For example, to correct infrastructure deficiencies, the construction of a storm drainage system has been considered, as well as a system of small dams to contain rainwater in the upper parts of the streams of Nogales, Sonora. It should be noted that the Instituto Municipal de Planeación Urbana de Nogales has had the executive projects to conduct both schemes for at least 10 years. Nevertheless, as of 2023, they have not been carried out. Moreover, as for the results obtained in the Cross-border operation indicator, it seems evident that there is a need to inform society about how the sanitation system operates through some communication strategy that promotes education and general knowledge about the intrinsically related nature of the sanitation system in Ambos Nogales. Implementing these two proposals could have a multiplying effect on other indicators such as urban development, economic development, and the environment. For this reason, it is reiterated that the technical and political dimensions are not mutually exclusive since there is a meeting point between the indicators analyzed.
Who benefits from treated wastewater?
The results obtained for the indicators Environment, Economic development, and Binational cooperation show the policy implications for sanitation in Ambos Nogales (see Figure 5 and Figure 8). These implications are related to latent conflicts concerning the economic and environmental benefits of treated wastewater being taken advantage of in other locations, i. e., outside Ambos Nogales. Based on the comments gathered from key stakeholders and on visits to the study area, it was found that the main economic and environmental benefits derived from the transboundary sanitation system have been produced in localities located north of the NIWTP, downstream of the Santa Cruz River.

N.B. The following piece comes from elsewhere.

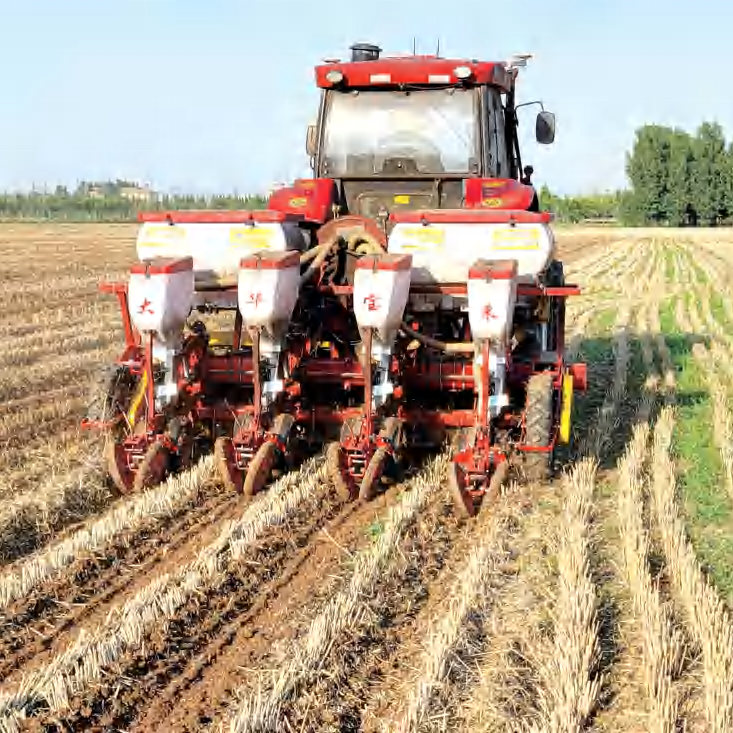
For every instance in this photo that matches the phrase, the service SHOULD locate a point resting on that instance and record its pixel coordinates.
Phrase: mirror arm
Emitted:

As shown in Figure 12, the Santa Cruz River is completely dry most of the year in the stretch that crosses Nogales, Arizona, between the binational border and the NIWTP located in the town of Río Rico (only in the rainy season are there days when it carries a considerable volume of water). On the contrary, north of Río Rico, just after the place where NIWTP discharges treated wastewater, the panorama changes radically since the Santa Cruz River carries from this point a considerable volume of water with a permanent flow that is mostly composed of treated wastewater (between 500 and 950 liters per second, depending on the time of day and time of year), of which approximately 80 % is water coming from Mexico. Treated wastewater (mostly from Mexico) has led to a regeneration of the local ecosystem downstream of the Santa Cruz River that has generated positive economic impacts in towns north of Nogales, Arizona. These positive impacts are due to the economic spillover generated by ornithological tourism, which, in the case of the Santa Cruz River, produces about $21 million annually (Arizona Public Media, 2018).5
It can be seen then that the main positive impacts derived from the transboundary sanitation system, both environmental and economic, have occurred outside the Ambos Nogales area and specifically on the U.S. side. This information is empirically relevant as it reveals that a transboundary sanitation policy designed to benefit the population of Ambos Nogales has economically and environmentally benefited the population of other communities located on the U.S. side, north of the NIWTP.
Figure 12.
Differentiated environmental benefits
Source: created by the authors
As for the Binational Cooperation indicator, while the results show that the majority of the population clusters on both sides of the border have a favorable opinion, the undecided and dissatisfied groups on the Mexican side (85 % of the total) and to a lesser extent the indifferent on the U.S. side (20 % of the total), expressed unfavorable or indifferent opinions on this indicator. Thus, it was found that historically there has been binational cooperation between the authorities and institutions of Ambos Nogales. Nevertheless, it was also found that this cooperation should be improved since there are latent conflicts that, at any moment, could appear and complicate such cooperation. For example, on the U.S. side there are opinions expressing disagreement with the lack of payment by the Mexican authorities. These opinions exist because the Mexican authorities have not paid the agreed annual fee for wastewater treatment for several years, which demonstrates Mexico’s non-compliance with its commitments to build and operate the Río Rico NIWTP. On the Mexican side, some local stakeholders claim that the Mexican water treated at the NIWTP is used in Arizona by companies in the tourism and service industries. As noted in the previous section, it is also perceived that only on the U.S. side do they benefit from the positive environmental and economic impacts of treated water.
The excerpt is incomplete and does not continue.